BBC’s robotic camera goes off script in latest blunder
Darn those dodgy robotic cameras at BBC News.
BBC News’ Studio E, which overlooks is sprawling London newsroom in Broadcasting House, is equipped with a fleet of robotic studio cameras that, instead of using freestanding peds, are mounted on a series of circular tracks around the main anchor desk.
The setup allows for dynamic camera moves and a variety of interaction shots between the anchor desk and three video panels installed on one side of the studio — all without camera operators.
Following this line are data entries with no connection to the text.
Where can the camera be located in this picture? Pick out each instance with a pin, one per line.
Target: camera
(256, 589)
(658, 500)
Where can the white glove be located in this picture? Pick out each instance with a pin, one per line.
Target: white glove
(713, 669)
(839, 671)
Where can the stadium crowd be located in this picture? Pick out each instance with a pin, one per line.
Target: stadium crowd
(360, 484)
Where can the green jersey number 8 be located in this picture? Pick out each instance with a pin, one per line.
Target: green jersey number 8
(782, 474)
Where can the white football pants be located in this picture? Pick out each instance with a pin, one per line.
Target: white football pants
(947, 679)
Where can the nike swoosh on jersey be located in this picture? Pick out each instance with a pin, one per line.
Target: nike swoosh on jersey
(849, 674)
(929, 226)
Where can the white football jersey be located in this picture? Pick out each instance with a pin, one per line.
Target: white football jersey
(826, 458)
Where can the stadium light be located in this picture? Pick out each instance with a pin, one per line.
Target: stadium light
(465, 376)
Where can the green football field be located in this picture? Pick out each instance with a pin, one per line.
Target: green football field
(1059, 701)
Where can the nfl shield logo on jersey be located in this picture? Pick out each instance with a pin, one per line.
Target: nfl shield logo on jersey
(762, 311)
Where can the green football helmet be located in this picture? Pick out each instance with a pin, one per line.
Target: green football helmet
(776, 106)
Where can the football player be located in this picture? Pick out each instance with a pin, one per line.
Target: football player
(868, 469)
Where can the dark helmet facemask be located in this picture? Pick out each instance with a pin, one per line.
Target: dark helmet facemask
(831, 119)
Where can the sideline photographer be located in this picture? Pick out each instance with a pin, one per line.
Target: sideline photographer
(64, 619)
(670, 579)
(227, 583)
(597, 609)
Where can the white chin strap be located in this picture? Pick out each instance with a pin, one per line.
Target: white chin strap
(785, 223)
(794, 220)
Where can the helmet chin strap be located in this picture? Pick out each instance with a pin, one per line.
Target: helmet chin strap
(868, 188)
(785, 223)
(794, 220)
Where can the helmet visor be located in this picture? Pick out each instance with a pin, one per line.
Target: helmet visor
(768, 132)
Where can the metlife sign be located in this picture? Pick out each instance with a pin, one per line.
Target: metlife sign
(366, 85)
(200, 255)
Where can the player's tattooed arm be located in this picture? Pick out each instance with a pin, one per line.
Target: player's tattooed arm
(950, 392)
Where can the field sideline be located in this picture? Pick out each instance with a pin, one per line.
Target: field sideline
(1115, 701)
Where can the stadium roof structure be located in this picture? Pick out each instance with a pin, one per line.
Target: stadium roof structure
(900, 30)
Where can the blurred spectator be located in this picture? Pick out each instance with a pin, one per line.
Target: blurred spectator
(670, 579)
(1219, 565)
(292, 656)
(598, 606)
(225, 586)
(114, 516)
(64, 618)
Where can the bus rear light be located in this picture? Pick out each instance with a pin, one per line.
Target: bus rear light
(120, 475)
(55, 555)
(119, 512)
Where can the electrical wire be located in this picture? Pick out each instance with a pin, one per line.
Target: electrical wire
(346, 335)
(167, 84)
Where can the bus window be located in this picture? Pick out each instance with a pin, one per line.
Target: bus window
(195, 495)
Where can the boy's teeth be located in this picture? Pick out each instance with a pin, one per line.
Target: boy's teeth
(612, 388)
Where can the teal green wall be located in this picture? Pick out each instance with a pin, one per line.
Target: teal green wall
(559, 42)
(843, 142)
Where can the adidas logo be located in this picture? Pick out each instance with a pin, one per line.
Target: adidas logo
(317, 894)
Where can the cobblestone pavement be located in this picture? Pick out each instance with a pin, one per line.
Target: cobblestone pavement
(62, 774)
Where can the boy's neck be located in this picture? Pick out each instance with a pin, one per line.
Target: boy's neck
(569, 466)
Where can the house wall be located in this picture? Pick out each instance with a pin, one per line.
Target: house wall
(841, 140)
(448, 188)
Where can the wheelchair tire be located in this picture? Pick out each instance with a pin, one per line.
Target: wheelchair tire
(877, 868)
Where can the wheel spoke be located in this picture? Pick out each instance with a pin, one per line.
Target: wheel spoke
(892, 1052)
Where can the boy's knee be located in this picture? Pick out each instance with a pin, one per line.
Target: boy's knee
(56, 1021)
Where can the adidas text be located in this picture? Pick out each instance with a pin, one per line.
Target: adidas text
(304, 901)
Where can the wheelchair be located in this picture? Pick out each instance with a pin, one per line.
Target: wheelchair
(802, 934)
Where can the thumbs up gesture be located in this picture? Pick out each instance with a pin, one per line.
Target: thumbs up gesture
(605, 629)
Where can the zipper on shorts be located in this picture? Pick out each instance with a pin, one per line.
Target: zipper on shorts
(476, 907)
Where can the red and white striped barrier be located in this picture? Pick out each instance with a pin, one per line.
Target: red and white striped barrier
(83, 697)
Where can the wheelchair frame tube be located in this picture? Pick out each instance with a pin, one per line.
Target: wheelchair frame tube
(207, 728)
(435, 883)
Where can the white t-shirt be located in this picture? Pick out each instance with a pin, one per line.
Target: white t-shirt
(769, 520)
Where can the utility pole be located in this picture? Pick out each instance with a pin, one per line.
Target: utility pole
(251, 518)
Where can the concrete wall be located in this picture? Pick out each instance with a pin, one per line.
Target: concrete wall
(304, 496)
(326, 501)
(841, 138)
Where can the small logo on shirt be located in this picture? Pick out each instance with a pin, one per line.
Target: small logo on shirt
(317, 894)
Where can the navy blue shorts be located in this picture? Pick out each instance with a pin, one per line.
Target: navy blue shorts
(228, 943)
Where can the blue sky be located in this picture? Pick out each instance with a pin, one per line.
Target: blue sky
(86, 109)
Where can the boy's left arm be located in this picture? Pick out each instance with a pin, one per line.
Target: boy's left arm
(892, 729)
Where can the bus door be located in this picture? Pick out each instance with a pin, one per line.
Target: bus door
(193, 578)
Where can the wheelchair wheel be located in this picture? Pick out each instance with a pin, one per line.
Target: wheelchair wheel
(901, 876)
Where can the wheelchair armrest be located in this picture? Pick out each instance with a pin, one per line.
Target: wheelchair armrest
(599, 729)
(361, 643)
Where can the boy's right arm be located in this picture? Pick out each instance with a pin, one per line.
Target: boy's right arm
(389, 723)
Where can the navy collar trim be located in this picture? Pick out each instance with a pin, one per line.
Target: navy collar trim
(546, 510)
When the camera system was first installed when BBC moved back into the renovated building, the network experienced a slew of technical problems with them and the control room automation setup they’re linked to.
Robotic cameras would often “go rogue” and end up pointing at the wrong part of the set or the control room system would pull up a shot of an empty part of the set.
It was often a sort of “cat and mouse” game that BBC presenters started to grow tired of, though they continued to roll with the punches.
After the initial rollout, the system seemed to settle in and, although it still has the inevitable mishaps of live TV, this latest slipup seems to be a jolt back to the “good old days” when the system was still a bit wonky.
The latest mishap happened Jan. 10, 2020, during “Afternoon Live” on BBC World News.
At first, the broadcast appears to be off to a good start — with a moving camera shot zooming in on presenter Martine Croxall standing next to a large “Afternoon Live” logo.
However, the camera keeps moving, eventually showing two of the other studio cameras that but cutting off the Croxall.
“I’ve lost you. I shall make my way back to the desk, I think,” says the presenter. “That’s the safest thing to do” she adds as the broadcast cut to a back to wide shot of the studio where Croxall could be seen walking over to the anchor desk.
She sits down and the broadcast cuts to the correct one shot.